Austin, Texas-based Whole Foods Market said the premium oysters produced at Steve and Dema Crockett’s family farm in Bayou La Batre will be sold, starting today, in 26 stores in Alabama, Georgia, North Carolina, South Carolina and Tennessee.
Whole Foods Market placed an initial order for 4,000 Point aux Pins oysters, which are grown using a special technique designed to give them a more appealing shape and make them a more consistent product. Point aux Pins oysters will be priced at $1.29 each, with a special price of 99 cents each through Christmas.
“Whole Foods Market in Mountain Brook, Alabama gave us an early gift for the holiday season by introducing us to Alabama farm-raised Point aux Pins oysters. Personally, this is the best Gulf oyster I’ve ever eaten and they are rapidly gaining in popularity within the oyster connoisseur community. These oysters are raised in Alabama, right in our backyard, and it’s further giving Gulf oysters an identity – a major plus for this industry,” said Mark Decker, Seafood Coordinator for Whole Foods Market South region.
The premium oysters produced at the Crockett farm have been getting plenty of attention from the Alabama Gulf Seafood community. Alabama is historically the No. 1 oyster processing state, and the new farming technique is expected to bolster a state seafood industry that has a projected annual sales impact of $390 million.
“My goal was to produce a world-class oyster, and I have not been disappointed,” Steve Crockett said. “I am thrilled that Whole Foods Market will be promoting this product. It’s quality in and quality out.”
Crockett is working with scientists from the Auburn University Department of Fisheries & Allied Aquacultures to produce the Point aux Pins oysters, named after the small peninsula that forms the eastern boundary of pristine Grand Bay. The oysters are popping up on menus at restaurants including Birmingham’s Hot and Hot Fish Club and are available through processor Bon Secour Fisheries in Bon Secour and Johnson Sea Products in Bayou La Batre.
Crockett and the Auburn scientists adopted a natural and sustainable Australian off-bottom technique to produce Point aux Pins oysters. At the farm, juvenile Alabama oysters from Auburn’s Shellfish Lab are placed in cylindrical mesh containers attached to lines that keep them suspended above the bay floor. The method provides protection from the predatory oyster drills that dwell on the bottom.
It has other advantages, too. The Point aux Pins oysters tumble with the tide in their containers, creating a deeper cup. Plus, during low tides, the oysters can be out of the water for short periods, allowing the sun and air to kill seaweed, barnacles and other organisms attached to the shell.
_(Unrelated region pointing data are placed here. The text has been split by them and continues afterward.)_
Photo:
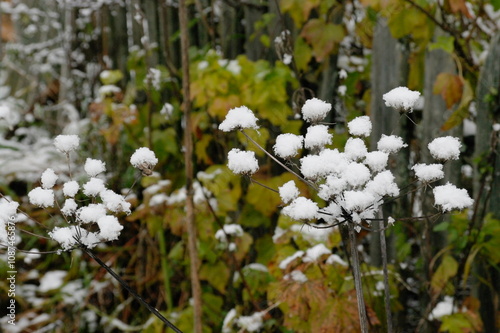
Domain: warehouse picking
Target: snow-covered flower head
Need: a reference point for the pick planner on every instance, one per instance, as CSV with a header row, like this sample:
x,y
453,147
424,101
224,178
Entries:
x,y
242,162
445,148
94,167
288,145
315,110
239,118
144,159
360,126
66,143
401,99
449,198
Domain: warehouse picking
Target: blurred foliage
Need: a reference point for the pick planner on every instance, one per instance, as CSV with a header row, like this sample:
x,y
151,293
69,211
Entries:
x,y
134,100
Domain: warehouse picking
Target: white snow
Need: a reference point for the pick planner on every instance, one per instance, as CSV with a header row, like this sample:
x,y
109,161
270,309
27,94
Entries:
x,y
443,308
41,197
239,118
317,137
49,179
428,172
93,187
242,162
251,323
91,213
445,148
315,252
383,184
143,158
234,230
64,236
301,208
285,262
358,201
109,227
94,167
449,197
356,174
332,187
288,191
66,143
52,280
360,126
69,207
70,188
288,145
355,149
390,143
401,99
114,202
315,110
376,160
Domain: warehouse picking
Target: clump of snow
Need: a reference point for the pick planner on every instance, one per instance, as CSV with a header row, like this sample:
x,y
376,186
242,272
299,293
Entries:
x,y
41,197
144,159
443,308
251,323
288,191
64,236
390,144
288,145
356,174
332,187
70,188
360,126
69,207
234,230
315,110
91,213
66,143
317,137
401,99
93,187
109,227
49,179
315,252
239,118
114,202
296,276
285,262
376,160
355,149
383,184
428,172
94,167
449,197
301,209
445,148
242,162
52,280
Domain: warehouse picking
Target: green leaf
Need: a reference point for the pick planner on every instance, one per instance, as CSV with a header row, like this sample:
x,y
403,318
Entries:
x,y
216,274
462,111
444,43
323,37
446,270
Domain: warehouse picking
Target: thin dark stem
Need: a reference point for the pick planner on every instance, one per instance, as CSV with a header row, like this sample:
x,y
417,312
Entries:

While the farming technique does not yield oysters in the quantities produced by commercial fisheries and is not intended to compete with them, it is seen as a promising way to get a niche product to the premium market. That makes Point aux Pins oysters a valuable addition to the Alabama Gulf Seafood oyster industry, which has seen rising harvests and improving conditions in recent years.
To find Point aux Pins oysters at a Whole Foods Market near you visit http://wholefoodsmarket.com/stores/list. For more information about Alabama Gulf Seafood, go to www.eatalabamaseafood.com.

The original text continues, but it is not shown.